Survei litbang Kompas yang dirilis pada Kamis, 21 Maret 2019, menunjukkan hanya PDIP, Gerindra, Golkar, PKB, Demokrat, dan PKS. Sementara partai yang diprediksi nyungsep antara lain PKPI, Garuda, PBB, Berkarya, Perindo, Hanura, PSI, PAN, PPP, dan Nasdem. Kondisi ini tak beda jauh dengan hasil survei yang dirilis Lembaga Survei Indonesia. Menurut LSI, yang merilis hasil surveinya pada Januari 2019, hanya PDI Perjuangan, Gerindra, Demokrat, Golkar, dan PKB yang dianggap aman. Sementara PPP, Nasdem, PKS, PAN, dan Hanura adalah lima partai yang paling terancam tak lolos PT.

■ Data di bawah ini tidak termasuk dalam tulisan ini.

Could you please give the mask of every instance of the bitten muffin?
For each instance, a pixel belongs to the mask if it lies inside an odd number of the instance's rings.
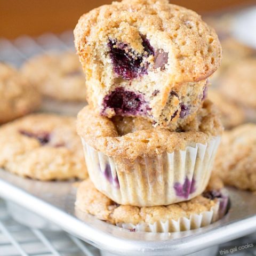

Sekitar September 2018, lembaga survei LSI Denny JA juga menyampaikan, ada 11 partai yang diprediksi tak lolos ambang batas parlemen. Sebelas partai yang diprediksi terancam adalah PKS, PPP, NasDem, Perindo, PAN, Hanura, PBB, PSI, Partai Berkarya, Partai Garuda, dan PKPI. Menurut LSI Denny JA, 11 partai tersebut masih bisa lolos jika mampu memainkan strategi untuk meningkatkan elektabilitasnya.
![]()
Dua siswa sedang memperhatikan parpol peserta Pemilu 2019
Meski hasil survei memperlihatkan data yang berdampak besar, namun partai-partai yang diprediksi tak lolos ambang batas menanggapi dengan santai. Seperti tanggapan ringan Afriansyah Noor, politisi PKS Mardani Ali Sera mengaku tak kaget dengan hasil survei yang banyak beredar. Menurut dia, PKS sudah sering disebut hanya mampu meraup angka maksimal tiga persen. Tapi faktanya, PKS selalu berhasil menempatkan kadernya di kursi parlemen. Untuk Pemilu kali ini, PKS juga tak mau bergantung pada hasil survei. Mardani menyampaikan, kader PKS tetap bekerja keras agar mereka tak sekadar lolos ambang batas parlemen, tapi juga mampu mengejar target suara.